お互いに挨拶を交わした。それと同時に彼女は驚いた顔をして指をさした。方向的に俺の真後ろだ。俺はすぐに振り返った。不審者だったらぶっ飛ばす。

「よっ!」

そう軽く挨拶をしたのは相馬俊之だった。不審者決定。すばやく、片手で奴を部屋に引っ張り込みもう片手でドアを閉める。そして、柔道の授業で習った背負い投げを発動。

「のわぁぁ!」

間抜けな叫び声を上げながら、床に落下した。痛そうにうずくまっている。彼女はキョトンとしていた。

「あ、こいつ俺の友達で『相馬 俊之』って言うんだ。調子が良すぎるのが、玉に瑕かな?」

「颯太さんのお友達……」

彼女は嬉しそうな反面、寂しそうな笑みを浮かべていた。

「……で? 何で、お前がこんなとこにいるんだ?」

俺は俊之の足を踏みながら言った。俊之は痛そうに。

「痛い痛い、ギブギブ。悪い、気になったものでついてちゃったんだよ。な、俺にも彼女を紹介してくれよ」

何、調子のいいこといってんだ。こいつは……。まぁ、ここまで来てしまっては隠しようがないか。床に寝ているままの俊之のすねを一蹴りして、彼女の紹介を始めた。起きる隙を与えない。

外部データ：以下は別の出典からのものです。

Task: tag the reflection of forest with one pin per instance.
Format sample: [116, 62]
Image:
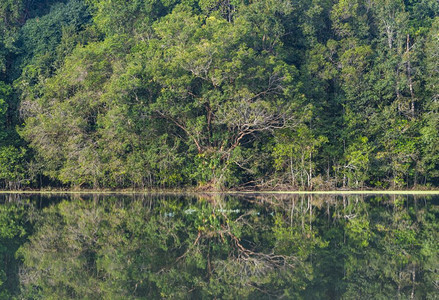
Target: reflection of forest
[212, 246]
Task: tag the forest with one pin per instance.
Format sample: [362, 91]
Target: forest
[219, 94]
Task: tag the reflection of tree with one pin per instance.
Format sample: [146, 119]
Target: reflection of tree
[111, 249]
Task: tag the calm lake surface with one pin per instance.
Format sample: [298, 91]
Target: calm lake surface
[219, 246]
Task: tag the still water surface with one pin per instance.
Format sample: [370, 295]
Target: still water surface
[219, 246]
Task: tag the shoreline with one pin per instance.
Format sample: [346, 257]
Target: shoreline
[230, 192]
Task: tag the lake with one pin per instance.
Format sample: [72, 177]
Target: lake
[214, 246]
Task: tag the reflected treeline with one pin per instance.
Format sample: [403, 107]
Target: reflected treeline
[219, 246]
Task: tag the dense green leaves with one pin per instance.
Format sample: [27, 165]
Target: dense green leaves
[219, 94]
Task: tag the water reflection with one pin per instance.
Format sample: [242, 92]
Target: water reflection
[219, 246]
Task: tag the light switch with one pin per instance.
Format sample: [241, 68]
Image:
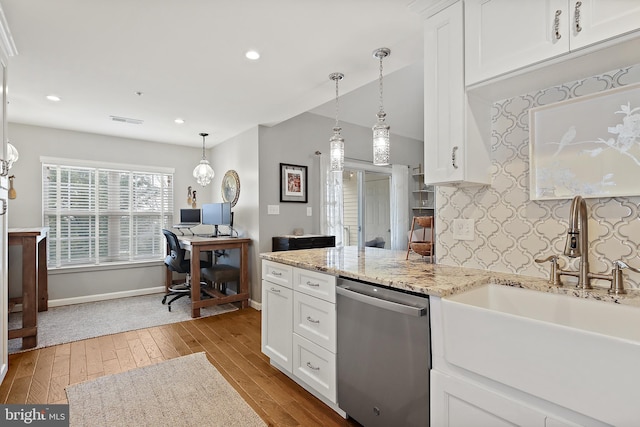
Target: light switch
[464, 229]
[273, 209]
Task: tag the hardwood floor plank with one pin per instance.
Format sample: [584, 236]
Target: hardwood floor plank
[231, 342]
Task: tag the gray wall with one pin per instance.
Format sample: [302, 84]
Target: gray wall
[295, 141]
[254, 154]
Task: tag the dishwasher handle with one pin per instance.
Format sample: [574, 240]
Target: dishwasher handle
[381, 303]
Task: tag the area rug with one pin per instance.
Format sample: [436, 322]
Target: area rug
[186, 391]
[75, 322]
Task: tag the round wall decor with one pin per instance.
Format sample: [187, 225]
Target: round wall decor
[231, 187]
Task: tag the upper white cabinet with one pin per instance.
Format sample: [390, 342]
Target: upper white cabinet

「彼女の名前は『月見野 優衣』。俺が遅刻した日があったろ? その時、車椅子に乗った優衣さんと衝突しちゃったんだ――」

以下省略。彼女と出会いについてだけを語った。彼女の紹介中すごい目を輝かせていて何だか気持ち悪かったが、ここは我慢だ。

「――で、今に至るわけだ」

って、おい待て! 俊之はとんでもない速さで起き上がって、彼女の手を持っている。人間業じゃない。

「僕と友達になりませんか?」

殺す。何が僕だ。俊之の首根っこを掴んで背負い投げの要領で投げてやった。すごい大きな弧を描いてすっ飛んでいった。そして、ドスッと大きな音を言わせて床に落ちた。

このやり取りを見て、彼女はクスッと笑っていた。